Enrichment and characterization of MTBE-degrading cultures under iron and sulfate reducing conditions

Abstract

The aim of this study was to enrich cultures capable of anaerobic methyl tert-butyl ether (MTBE) biodegradation and to determine their compositions using biomolecular tools. MTBE biodegradation as the sole carbon source was observed under Fe(III) and SO42–reducing conditions and with both electron acceptors present together. The estimated MTBE biodegradation rates ranged from 3.80 to 9.20 mg·L–1·d–1when Fe(III) was the sole electron acceptor, from 1.46 to 1.70 mg·L–1·d–1when Fe(III) and SO42–were present together, and from 1.13 to 1.71 mg·L–1·d–1when SO42–was the sole electron acceptor. Five to eight members were identified in the three consortia, and their characteristics were congruent with the electron acceptor conditions. A clone 99% similar to a recently described MTBE degrader, Ochrobactrum cytisi, was detected in both cultures containing Fe(III).
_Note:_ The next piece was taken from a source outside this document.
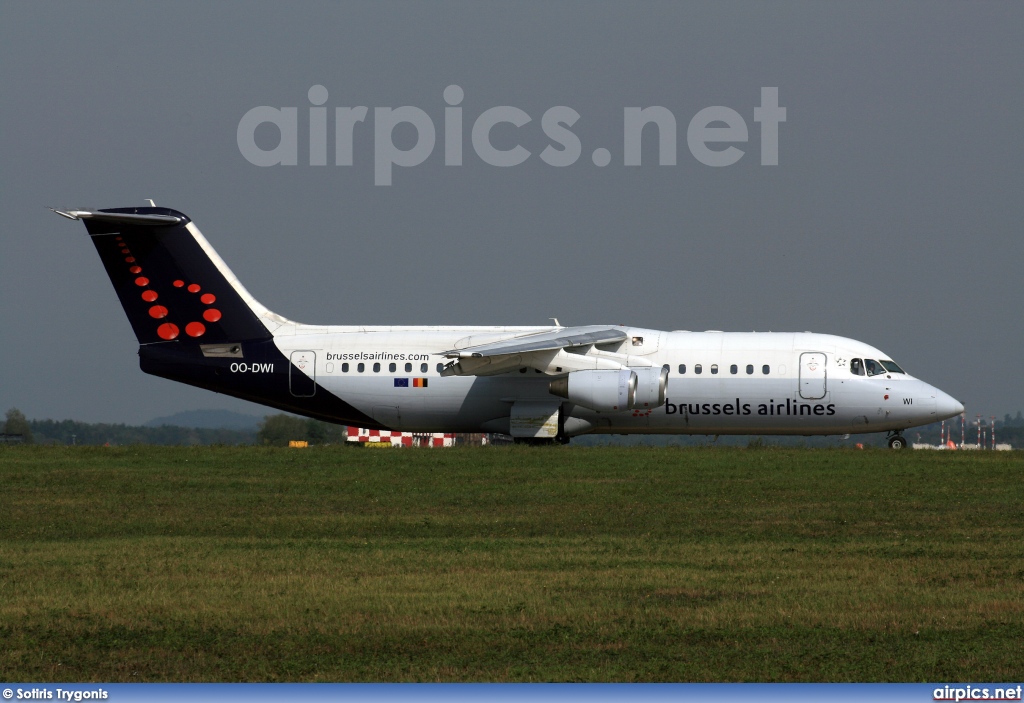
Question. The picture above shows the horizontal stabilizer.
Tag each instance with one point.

Other 16S rRNA gene sequences detected were highly similar at the species or genus level to additional known MTBE degraders, including Pseudomonas spp. (cometabolic), Sphinogomonas, Achromobacter, and Rhodococcus. Results suggest that the buildup of intermediates and (or) the presence of sulfides had an inhibitory effect on biodegradation. Anaerobic MTBE biodegradation remains poorly understood, and degrading strains still have not been identified to date. This work represents the first detailed 16S rRNA gene profiling of highly enriched iron- and sulfate-reducing MTBE-degrading consortia. These results may provide useful biomarkers to support current efforts for confirming anaerobic MTBE biodegradation in the field.